KLF7 Protein Emerges as Key Driver of Human Cell Reprogramming and Pluripotency

This groundbreaking study reveals that KLF7, a member of the Krüppel-like factor family, serves as a more effective alternative to KLF4 in human cell reprogramming. The research addresses a puzzling discrepancy: while KLF4 is routinely used to generate induced pluripotent stem cells (iPSCs), it's barely detectable in established human pluripotent stem cell lines.

The researchers conducted comprehensive transcriptome analysis of multiple human pluripotent stem cell lines and consistently found minimal KLF4 expression. In contrast, KLF7 showed robust expression levels comparable to other essential pluripotency factors. When they replaced KLF4 with KLF7 in the standard reprogramming cocktail (creating OSK7M instead of OSKM), they successfully generated functional iPSCs from human fibroblasts.

The study demonstrates KLF7's dual role in pluripotency. Beyond enabling initial reprogramming, KLF7 facilitates the transition from conventional to naive pluripotency - a more primitive stem cell state resembling pre-implantation embryos.
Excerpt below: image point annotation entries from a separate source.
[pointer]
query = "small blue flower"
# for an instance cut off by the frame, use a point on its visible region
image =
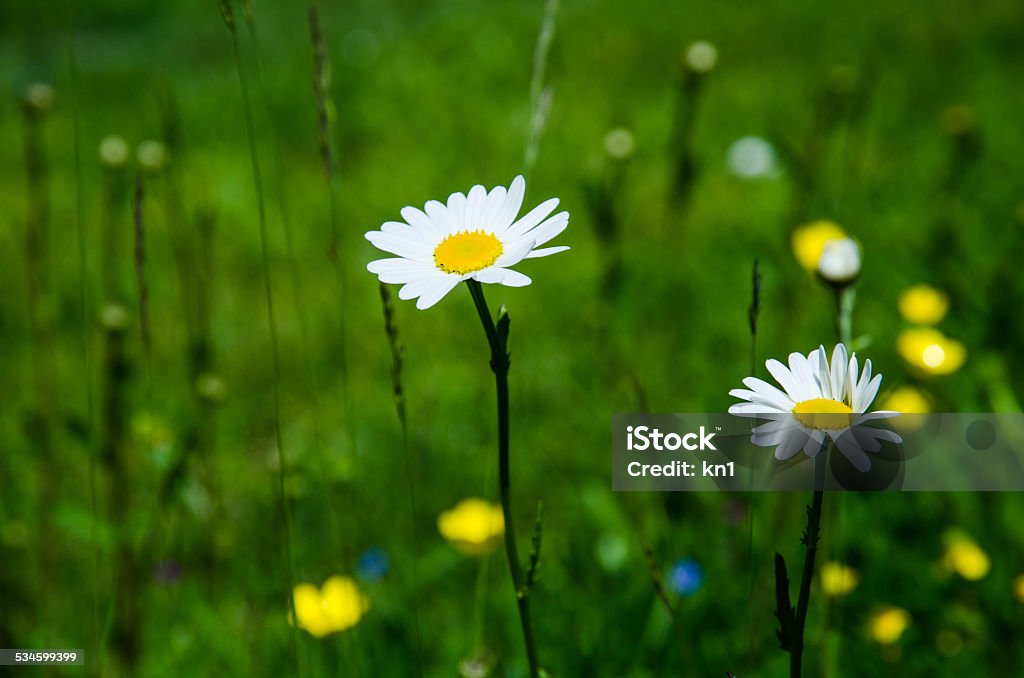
(373, 564)
(685, 577)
When researchers overexpressed KLF7 in conventional stem cells, it enhanced chemical resetting to naive pluripotency. Conversely, silencing KLF7 significantly reduced resetting efficiency.
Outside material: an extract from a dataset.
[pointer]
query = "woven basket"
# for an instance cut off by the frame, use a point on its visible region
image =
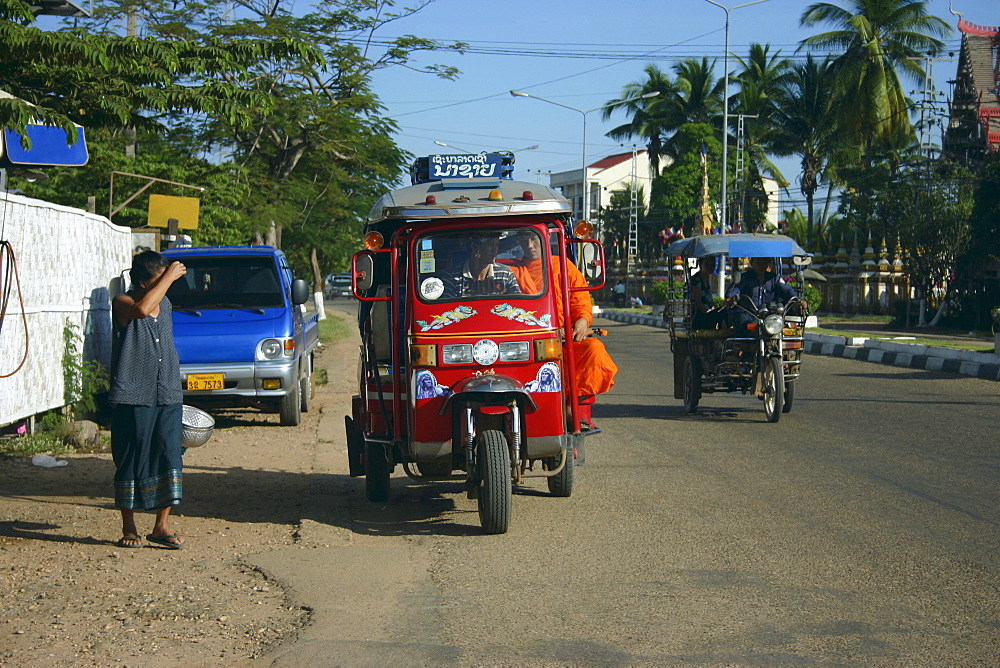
(196, 427)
These findings have important implications for regenerative medicine. Naive pluripotent stem cells offer advantages over conventional ones, including better developmental potential and reduced epigenetic barriers. Understanding KLF7's role could lead to more efficient protocols for generating therapeutic stem cells. The research also provides fundamental insights into the molecular networks governing human pluripotency, potentially informing strategies for treating age-related diseases through cellular reprogramming approaches.